Is This New York's Idaho Potato?; Entrepreneur Has Grand Plans for Black Currants
Greg Quinn thinks he has seen the future, and it is black currants. Millions of them, actually. Enough to save the ailing agricultural industry in New York State, enough to improve the health of the entire nation, enough to give weekend homeowners in the Hudson Valley a tax break and a sense of purpose.
It's a tall order, but Mr. Quinn, a 53-year-old gentleman farmer here in the fertile hills of Dutchess County, believes the black currant is up to the task. ''It's this miraculous little berry that nobody knows about,'' he said from his 1835 farmhouse, after pouring black currant juice into a long-stemmed glass.
The reason black currants never made it to the big time of the berry world here, as they did in Europe, is simple: they were banned nationwide for most of the last century. New York State, where black currants once thrived, declared them a public nuisance in 1911 and outlawed their planting, cultivation, sale and transport.
The concern was the role of black currants in carrying a disease that afflicted white pine trees, called white pine blister rust. But once Mr. Quinn got it into his head that black currants were destined to grow on his 135 acres, the ban was all but history.
''He said, 'We've got to do something,' '' recalled J. Stephen Casscles, counsel to State Senator William J. Larkin Jr., who wrote the bill that overturned the ban last summer. ''He came up here, and he would talk to anybody who would listen.''
In fact, others were already taking a second look at this curiously forbidden fruit in recent years. There were academics at Cornell University who were questioning the scientific foundation of the original ban (it turned out to be more than shaky) and fruit growers who were looking into alternative crops.
But everyone agrees that Mr. Quinn's singular enthusiasm for the black currant kept the pressure on. Now, through his company, Au Currant Enterprises, he is trying to interest farmers and consumers alike in the fruit.

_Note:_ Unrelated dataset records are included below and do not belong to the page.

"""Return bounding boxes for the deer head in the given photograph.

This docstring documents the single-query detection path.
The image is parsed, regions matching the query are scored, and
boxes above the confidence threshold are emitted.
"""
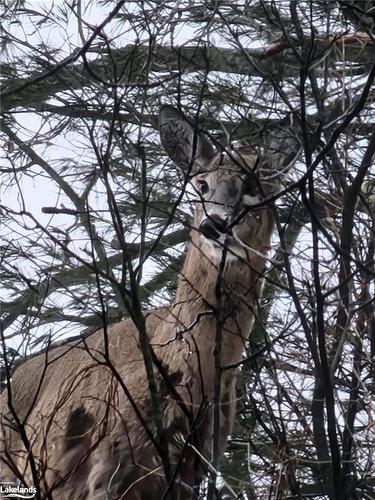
[159,106,280,260]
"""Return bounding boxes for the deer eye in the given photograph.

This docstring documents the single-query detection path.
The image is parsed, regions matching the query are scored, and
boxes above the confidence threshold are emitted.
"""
[197,179,210,194]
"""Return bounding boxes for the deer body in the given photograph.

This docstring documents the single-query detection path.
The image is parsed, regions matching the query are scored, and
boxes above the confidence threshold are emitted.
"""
[2,107,273,500]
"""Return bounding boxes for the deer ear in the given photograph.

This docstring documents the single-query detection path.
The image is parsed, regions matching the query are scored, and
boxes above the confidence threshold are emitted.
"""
[159,105,215,175]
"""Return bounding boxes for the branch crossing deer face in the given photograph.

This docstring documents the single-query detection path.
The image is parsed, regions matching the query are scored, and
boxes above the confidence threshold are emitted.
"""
[159,106,272,260]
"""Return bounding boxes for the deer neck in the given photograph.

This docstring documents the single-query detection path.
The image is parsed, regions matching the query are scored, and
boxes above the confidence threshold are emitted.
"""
[172,226,264,366]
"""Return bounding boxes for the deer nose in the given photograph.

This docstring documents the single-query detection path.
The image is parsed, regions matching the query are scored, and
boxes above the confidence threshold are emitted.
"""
[199,214,227,240]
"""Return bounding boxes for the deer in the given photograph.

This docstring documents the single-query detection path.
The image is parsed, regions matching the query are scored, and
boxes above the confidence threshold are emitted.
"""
[2,105,294,500]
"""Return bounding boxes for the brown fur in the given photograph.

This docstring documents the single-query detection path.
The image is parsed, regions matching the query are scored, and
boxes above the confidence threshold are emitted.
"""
[2,104,272,500]
[0,204,272,500]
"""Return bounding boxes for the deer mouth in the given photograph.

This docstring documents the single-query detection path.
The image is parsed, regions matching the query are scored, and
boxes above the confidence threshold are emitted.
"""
[199,214,232,243]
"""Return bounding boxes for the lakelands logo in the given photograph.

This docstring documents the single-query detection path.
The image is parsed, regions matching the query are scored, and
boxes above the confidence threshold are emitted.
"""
[0,481,36,498]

''This plan would get me expelled from every business school in the country,'' he said, ambling alongside rows of young black currant bushes on his property, their small green leaves edged in crimson. ''I have no supply and no market. What an idea!''
But he has already identified 65 food products that use black currants, including juice, jams, candy, yogurt, ice cream and cereal, products he discovered while attending international currant conferences in Finland and Poland in the last two years. He even has a working name for a carbonated black currant drink aimed at teenagers: Electric Currant.

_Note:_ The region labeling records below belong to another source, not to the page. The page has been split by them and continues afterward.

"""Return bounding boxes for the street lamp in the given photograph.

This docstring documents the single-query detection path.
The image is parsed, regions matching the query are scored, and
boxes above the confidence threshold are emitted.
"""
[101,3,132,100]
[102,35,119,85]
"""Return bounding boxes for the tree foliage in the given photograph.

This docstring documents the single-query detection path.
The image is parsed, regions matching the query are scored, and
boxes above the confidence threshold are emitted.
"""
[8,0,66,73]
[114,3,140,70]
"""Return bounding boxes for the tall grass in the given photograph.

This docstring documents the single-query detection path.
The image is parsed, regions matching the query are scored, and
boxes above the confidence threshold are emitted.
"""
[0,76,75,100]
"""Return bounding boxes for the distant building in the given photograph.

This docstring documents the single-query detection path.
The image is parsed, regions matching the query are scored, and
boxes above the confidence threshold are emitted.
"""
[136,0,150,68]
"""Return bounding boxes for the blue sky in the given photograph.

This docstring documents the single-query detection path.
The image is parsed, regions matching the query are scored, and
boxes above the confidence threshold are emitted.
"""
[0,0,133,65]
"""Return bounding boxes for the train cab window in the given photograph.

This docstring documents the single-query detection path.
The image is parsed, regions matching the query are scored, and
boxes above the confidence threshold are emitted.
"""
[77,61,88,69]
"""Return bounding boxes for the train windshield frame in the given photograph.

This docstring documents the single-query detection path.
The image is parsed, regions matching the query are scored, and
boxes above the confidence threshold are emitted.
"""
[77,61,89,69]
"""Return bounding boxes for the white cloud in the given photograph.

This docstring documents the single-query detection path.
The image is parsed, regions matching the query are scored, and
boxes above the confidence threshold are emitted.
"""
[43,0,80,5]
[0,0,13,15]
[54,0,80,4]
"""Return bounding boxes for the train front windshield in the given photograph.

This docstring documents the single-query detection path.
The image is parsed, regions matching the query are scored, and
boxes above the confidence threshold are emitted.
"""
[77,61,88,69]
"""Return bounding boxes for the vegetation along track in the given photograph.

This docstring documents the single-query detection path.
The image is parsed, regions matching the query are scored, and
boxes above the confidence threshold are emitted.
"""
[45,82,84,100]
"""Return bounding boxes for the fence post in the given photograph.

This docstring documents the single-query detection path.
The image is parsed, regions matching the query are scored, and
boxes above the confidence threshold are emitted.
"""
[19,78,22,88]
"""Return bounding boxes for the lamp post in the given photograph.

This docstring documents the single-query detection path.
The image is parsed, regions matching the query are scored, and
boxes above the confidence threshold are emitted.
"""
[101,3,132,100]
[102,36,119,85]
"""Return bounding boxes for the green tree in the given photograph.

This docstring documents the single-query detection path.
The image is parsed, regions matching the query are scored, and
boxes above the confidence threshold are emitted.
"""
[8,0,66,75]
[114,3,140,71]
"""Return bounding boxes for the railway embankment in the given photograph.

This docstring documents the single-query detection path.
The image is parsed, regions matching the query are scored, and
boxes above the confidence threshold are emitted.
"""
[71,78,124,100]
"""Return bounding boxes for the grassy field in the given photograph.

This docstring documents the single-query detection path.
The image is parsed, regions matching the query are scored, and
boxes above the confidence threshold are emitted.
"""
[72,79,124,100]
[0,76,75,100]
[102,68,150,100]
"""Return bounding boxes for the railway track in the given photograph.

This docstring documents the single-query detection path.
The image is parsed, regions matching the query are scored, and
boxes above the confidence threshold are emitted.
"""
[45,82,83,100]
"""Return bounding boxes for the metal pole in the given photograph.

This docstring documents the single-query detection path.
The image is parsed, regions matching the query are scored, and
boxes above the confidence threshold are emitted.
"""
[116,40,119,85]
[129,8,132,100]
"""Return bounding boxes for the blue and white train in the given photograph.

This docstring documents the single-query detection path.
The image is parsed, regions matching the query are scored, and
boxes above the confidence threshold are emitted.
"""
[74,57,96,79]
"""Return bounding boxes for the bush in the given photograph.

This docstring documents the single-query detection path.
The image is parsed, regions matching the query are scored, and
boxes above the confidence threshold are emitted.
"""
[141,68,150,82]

Mr. Quinn is particularly captivated by the health benefits of certain black currant varieties, with twice the antioxidant power of blueberries, four times the vitamin C content of oranges and twice the potassium content of bananas.
Last summer he made his own black currant juice -- a subtly sweet, deep purple nectar -- using some of the 700 hundred pounds of currants he harvested in July, after both houses of the State Legislature voted unanimously to allow black currant production.
A onetime restaurateur who worked for a food importer, Mr. Quinn is compiling 300 recipes that call for currants, including venison with black currants and summer pudding with red currants. (Through the decades, red currants, which were not considered a culprit in white pine blister rust, could be grown in certain districts in New York.)
Mr. Quinn has also registered the name New York Currants with the United States Patent and Trademark Office, hoping that currants will do for New York what potatoes did for Idaho.
And he helped obtain $80,000 in grant money for the Cornell Cooperative Extension to commission a study of the market potential for black currants. The study, conducted by an independent agricultural consulting firm, the Hale Group, predicted that currants could become a $20 million business in New York State and a $1 billion business nationwide.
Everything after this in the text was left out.